Sauf à être empêché par Le Marché et ses fils & gendre qui, en l'affaire d'Iran, se sont fait un max de thunes comme on dit chez les gens qui n'en ont pas, l'Agent Orange est au seuil de la déflagration du Moyen-Orient dans le droit fil de l'impéritie de ses prédécesseurs. Dieu nous sauvera-t-Il en envoyant l'ascenseur ? Auquel cas, lui succèderait un suprémaciste reconstruit sur un véritable système de gouvernance fachiste, Jedi Vance. Les foucades du roi Ubu à la cour du roi Pétaud cesseraient comme par enchantement dès le débarquement des singes comiques de la Trumposphère qui laisseraient la place à des gens intelligents et bien plus dangereux. A la réserve près que Jédi Vance, dès ce moment, entrerait en campagne électorale pour la présidence de 2028, ce qui changerait beaucoup de choses jusqu'à redevenir simplement sérieux.

Sinon quoi ?
La guerre erratique de Donald Trump en couverture de celle du Likoud, menace d'un chaos complet tous les déséquilibres endémiques à la région, arrêtés un instant par leur propre complication. Ce monde "intermédiaire" est la mine immense des énergies fossiles et des dérivés pétrochimiques indispensables à l'industrie moderne dont la raréfaction tuera sûrement tous les projets de développements transitionnels de l'Occident et ceux de pays assoiffés d'énergie étrangère comme la péninsule indienne, la Chine et le Japon. Ne parlons pas des engrais pour l'agriculture du tiers-monde et du nôtre.

L'hypothèse la plus funeste sur le Moyen-Orient serait...
  1. le déchirage du tissu ethnique iranien entre Kurdes, Mazanderanis, Azéris, Perses et Baloutches, laissant de larges provinces incontrôlées propices à une résistance séculaire contre l'Occident global, à la manière de l'EI, attisée par nos éternels contempteurs wahhabites et autres fondamentalistes musulmans, comme on l'a déjà vu pour le califat de Raqqa ;
  2. la ruine des pétro-monarchies du Golfe persique ramenées à l'état de stations-services ;
  3. la déstabilisation de l'Irak des marais qui s'étendrait à la Syrie orientale jusqu'à l'Euphrate et remettrait une pièce dans le flipper.

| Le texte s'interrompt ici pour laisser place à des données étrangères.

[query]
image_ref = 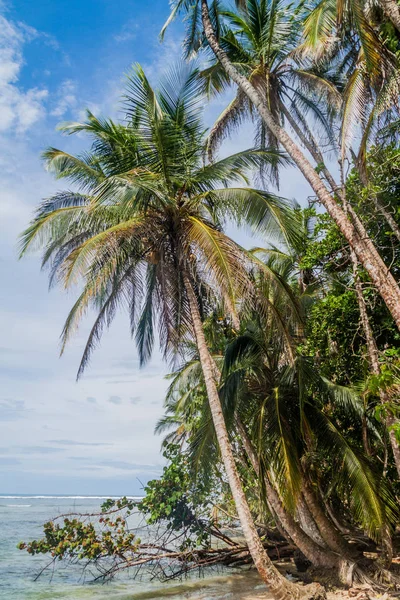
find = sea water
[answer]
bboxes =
[0,495,268,600]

Sur le Proche-Orient, on verrait...
  1. la liquéfaction du Liban mandataire partagé entre Israël au sud et la Syrie d'al-Charaa à l'est, laissant une principauté libanaise cosmopolite sur les Echelles ;
  2. le renforcement du projet sioniste par nettoyage ethnique entre le Jourdain et la Méditerranée ;
  3. l'accroissement vertigineux de la haine antisémite des peuples arabes voisins qu'ils soient égyptien, libanais, syrien ou jordanien, annonçant un refinancement à compte ouvert de la guerre asymétrique contre nous.

Au final, un état de guerre accru par rapport à l'avant 7-Octobre, et la menace jamais effacée d'une oblitération à terme de l'Etat hébreu par des pays dotés qui y verraient leur intérêt en cherchant l'intrus.

On voit que tant sur le Liban que sur l'Iran, c'est Israël qui provoquera le dynamitage des nations qu'il jugera hostiles, et pas seulement celui de leurs Etats. A moins que la nation juive d'Israël ne se ressaisisse et force son gouvernement à la réinsérer dans son espace historique sans détruire ses voisins (relire ?! la conquête de Canaan), la nation palestinienne aura disparue, on ne sait où ! Les Etats-Unis de Donald Trump seront depuis longtemps retournés en Amérique, ne comprenant plus rien aux abysses stratégiques qu'ils auront ouverts.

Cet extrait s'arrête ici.